I remember very well one of the early planes constructed by Gustave Whitehead (illustrated by Nos. 2; 2-A; 2-B; 2-C), constructed in his shop on Cherry Street, back of Hancock Avenue. I recall a time, which I think was probably July or August of 1901 or 1902, when this plane was started in flight on the lot between Pine and Cherry Streets. The plane flew at a height of about twelve feet from the ground, I should judge, and travelled the distance to Bostwick Avenue before it came to the ground. I recall the incident very well because I was one of several boys who clung to the back of the plane as it rose into the air and carried us off our feet until we were driven away by some of the men working with Gustave Whitehead. This plane had folding wings constructed on bamboo poles. I know that it had a motor in it for I recall the noise that it made. It was a boat shaped plane and traveled on the ground on wheels.

I recall other planes constructed by Gustave Whitehead which he tested by attaching them to a stake in his yard and letting the motor drive them so that they were kept going about in a circle.

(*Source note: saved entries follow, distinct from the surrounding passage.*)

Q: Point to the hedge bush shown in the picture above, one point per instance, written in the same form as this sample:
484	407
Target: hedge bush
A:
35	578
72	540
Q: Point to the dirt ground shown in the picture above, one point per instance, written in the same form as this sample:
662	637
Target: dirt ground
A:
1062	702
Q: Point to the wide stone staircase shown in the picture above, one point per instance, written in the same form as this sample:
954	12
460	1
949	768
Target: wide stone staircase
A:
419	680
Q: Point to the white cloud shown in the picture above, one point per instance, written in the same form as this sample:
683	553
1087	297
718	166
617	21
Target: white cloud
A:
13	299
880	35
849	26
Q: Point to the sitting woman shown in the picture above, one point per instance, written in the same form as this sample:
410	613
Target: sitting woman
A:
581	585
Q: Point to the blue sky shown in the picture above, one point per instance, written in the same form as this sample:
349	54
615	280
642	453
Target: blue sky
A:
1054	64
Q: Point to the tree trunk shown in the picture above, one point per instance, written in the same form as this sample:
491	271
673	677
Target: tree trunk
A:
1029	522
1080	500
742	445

I did not see a flight that was made at Black Rock, but recall very well having been told about the flight and that the plane landed in the water. The boys of our crowd flocked out to Sandy Beach to see it but it was not taken up again on that particular day.

Signed, Sworn & Witnessed

Stella Randolph typed notes, January 4, 1936

Then I went to see Mr. Ratzenberger, a policeman, living at 195 Princetone Street. He was glad to tell me what he knew about Whitehead. He said he thought it must have been about July or August 1901 or 1902, he sae (sic) an airplane of Gustave Whitehead's fly a short distance . This plane had been constructed in the shop on Cherry Street. He had a shop at the back of Hancock Avenue where it was built. He recalled seeing Whitehead fly his planes attached to a stake fastened to the ground with concrete. He said Whitehead always made his own motors. He knew, but not through having seen it, that Whitehead took his plane to Black Rock and flew it, and that it landed in the water. He said the boys flocked out to Sandy Beach to see it as soon as they heard about it, but Whitehead didn't take it up again that day so far as he knew.

Stella Randolph typed notes, January 4, 1936

Linde and Julius Harvath (sic) worked with him, and also Mrs. Whitehead. "We boys used to look in the windows, and I remember often seeing her in the shop."